This is therefore a "properly" improper integral, whose value is given by

$\int_0^\infty\frac{\sin(x)}{x}\,dx=\lim_{b\rightarrow\infty}\int_0^b\frac{\sin(x)}{x}\,dx=\frac{\pi}{2}.$

[edit] Singularities

One can speak of the singularities of an improper integral, meaning those points of the extended real number line at which limits are used.

Such an integral is often written symbolically just like a standard definite integral, perhaps with infinity as a limit of integration. But that conceals the limiting process. By using the more advanced Lebesgue integral, rather than the Riemann integral, one can in some cases bypass this requirement, but if one simply wants to evaluate the limit to a definite answer, that technical fix may not necessarily help. It is more or less essential in the theoretical treatment for the Fourier transform, with pervasive use of integrals over the whole real line.

[edit] Infinite bounds of integration

The most basic of improper integrals are integrals with an unbounded interval of integration such as:

$\int_0^\infty {dx \over x^2+1}.$

As stated above, this need not be defined as an improper integral, since it can be construed as a Lebesgue integral instead. Nonetheless, for purposes of actually computing this integral, it is more convenient to treat it as an improper integral, i.e., to evaluate it when the upper bound of integration is finite and then take the limit as that bound approaches ∞. The antiderivative of the function being integrated is arctan x. The integral is

$\lim_{b\rightarrow\infty}\int_0^b\frac{dx}{1+x^2}=\lim_{b\rightarrow\infty}\arctan b-\arctan 0=\pi/2-0=\pi/2.$

The improper integral converges if and only if the limit converges. Here is an example of an integral which does not converge:

$\int_1^\infty {dx \over x} = \lim_{b\rightarrow\infty}\int_1^b\frac{dx}{x}=\lim_{b\rightarrow\infty}\ln b=\infty$

Sometimes both bounds will be infinite. In such a case it can be broken up into the sum of two improper integrals, one on each half:

$\int_{-\infty}^{+\infty} f(x) \,dx = \int_{-\infty}^a f(x) \,dx + \int_a^{+\infty} f(x) \,dx$

where a is an arbitrary finite number.

In this case the improper integral converges if and only if both integrals converge. If one integral diverges to positive infinity, and the other diverges to negative infinity, then the integral is indeterminate, and you can get different answers depending on how the two limits for the two integrals are related. The Cauchy principal value addresses this issue.
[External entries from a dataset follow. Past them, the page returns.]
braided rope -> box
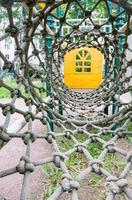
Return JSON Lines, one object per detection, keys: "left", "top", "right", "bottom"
{"left": 0, "top": 0, "right": 132, "bottom": 199}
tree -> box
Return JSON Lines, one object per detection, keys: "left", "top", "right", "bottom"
{"left": 0, "top": 4, "right": 22, "bottom": 25}
{"left": 65, "top": 0, "right": 107, "bottom": 19}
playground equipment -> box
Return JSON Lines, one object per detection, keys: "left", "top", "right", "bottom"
{"left": 0, "top": 0, "right": 131, "bottom": 200}
{"left": 38, "top": 2, "right": 45, "bottom": 9}
{"left": 64, "top": 47, "right": 103, "bottom": 88}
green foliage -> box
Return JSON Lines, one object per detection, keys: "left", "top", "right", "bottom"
{"left": 42, "top": 125, "right": 131, "bottom": 198}
{"left": 66, "top": 0, "right": 107, "bottom": 19}
{"left": 0, "top": 4, "right": 23, "bottom": 27}
{"left": 42, "top": 152, "right": 87, "bottom": 198}
{"left": 26, "top": 67, "right": 34, "bottom": 77}
{"left": 90, "top": 128, "right": 98, "bottom": 134}
{"left": 0, "top": 8, "right": 7, "bottom": 22}
{"left": 66, "top": 152, "right": 87, "bottom": 176}
{"left": 101, "top": 134, "right": 111, "bottom": 141}
{"left": 42, "top": 164, "right": 63, "bottom": 199}
{"left": 126, "top": 122, "right": 132, "bottom": 144}
{"left": 57, "top": 137, "right": 74, "bottom": 152}
{"left": 87, "top": 142, "right": 102, "bottom": 158}
{"left": 0, "top": 78, "right": 16, "bottom": 98}
{"left": 103, "top": 153, "right": 125, "bottom": 175}
{"left": 0, "top": 77, "right": 45, "bottom": 98}
{"left": 75, "top": 133, "right": 87, "bottom": 142}
{"left": 89, "top": 173, "right": 103, "bottom": 185}
{"left": 127, "top": 122, "right": 132, "bottom": 131}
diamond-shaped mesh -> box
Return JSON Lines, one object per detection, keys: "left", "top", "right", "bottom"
{"left": 0, "top": 0, "right": 132, "bottom": 200}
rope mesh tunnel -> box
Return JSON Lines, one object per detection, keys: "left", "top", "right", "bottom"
{"left": 0, "top": 0, "right": 132, "bottom": 200}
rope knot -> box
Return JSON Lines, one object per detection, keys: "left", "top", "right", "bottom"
{"left": 25, "top": 98, "right": 33, "bottom": 106}
{"left": 75, "top": 143, "right": 87, "bottom": 153}
{"left": 16, "top": 156, "right": 35, "bottom": 174}
{"left": 5, "top": 25, "right": 18, "bottom": 37}
{"left": 23, "top": 19, "right": 32, "bottom": 28}
{"left": 129, "top": 114, "right": 132, "bottom": 120}
{"left": 53, "top": 152, "right": 67, "bottom": 168}
{"left": 116, "top": 179, "right": 128, "bottom": 188}
{"left": 24, "top": 112, "right": 34, "bottom": 122}
{"left": 23, "top": 36, "right": 30, "bottom": 43}
{"left": 77, "top": 127, "right": 84, "bottom": 133}
{"left": 11, "top": 89, "right": 21, "bottom": 98}
{"left": 106, "top": 176, "right": 128, "bottom": 194}
{"left": 61, "top": 174, "right": 80, "bottom": 192}
{"left": 61, "top": 173, "right": 72, "bottom": 192}
{"left": 45, "top": 132, "right": 55, "bottom": 144}
{"left": 37, "top": 104, "right": 43, "bottom": 112}
{"left": 40, "top": 117, "right": 46, "bottom": 125}
{"left": 89, "top": 134, "right": 99, "bottom": 142}
{"left": 36, "top": 10, "right": 45, "bottom": 19}
{"left": 64, "top": 130, "right": 73, "bottom": 139}
{"left": 0, "top": 126, "right": 10, "bottom": 142}
{"left": 126, "top": 152, "right": 132, "bottom": 163}
{"left": 115, "top": 128, "right": 125, "bottom": 138}
{"left": 101, "top": 128, "right": 109, "bottom": 134}
{"left": 32, "top": 49, "right": 39, "bottom": 56}
{"left": 62, "top": 173, "right": 72, "bottom": 180}
{"left": 2, "top": 104, "right": 15, "bottom": 116}
{"left": 22, "top": 131, "right": 36, "bottom": 145}
{"left": 3, "top": 62, "right": 13, "bottom": 71}
{"left": 89, "top": 159, "right": 103, "bottom": 175}
{"left": 14, "top": 48, "right": 23, "bottom": 56}
{"left": 103, "top": 142, "right": 115, "bottom": 153}
{"left": 25, "top": 0, "right": 37, "bottom": 7}
{"left": 54, "top": 119, "right": 61, "bottom": 127}
{"left": 20, "top": 63, "right": 26, "bottom": 70}
{"left": 39, "top": 87, "right": 45, "bottom": 93}
{"left": 70, "top": 181, "right": 80, "bottom": 190}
[edit] Vertical asymptotes at bounds of integration

Some improper integral involve a function with a vertical asymptote, such as the following with an asymptote at x = 0

$\int_0^1 \frac{dx}{x^{2/3}}.$

One can evaluate this integral by evaluating from b (a number greater than 0) to 1, and then take the limit as b approaches 0 from the right (since the interval we are integrating over is to the right of 0). One should note that the antiderivative of the above function is $3 x 1 / 3,$ so the integral can be evaluated as

$\lim_{b\rightarrow 0^+}\int_b^1\frac{dx}{x^{2/3}}=3 \cdot 1^{1/3}-\lim_{b\rightarrow 0^+}3 b^{1/3}=3-0=3.$

The improper integral converges if and only if the limit converges. Here is an example of an integral which does not converge:

$\int_0^1 {dx \over x} = \lim_{b\rightarrow 0^+}\int_b^1\frac{dx}{x}=0-\lim_{b\rightarrow 0^+}\ln b=\infty$

Sometimes you integrate over an interval that crosses a vertical asymptote. In such a case, you can break the integral up into the sum of two improper integrals, one on each side:

$\int_a^c f(x) \,dx = \int_a^b f(x) \,dx + \int_b^c f(x) \,dx$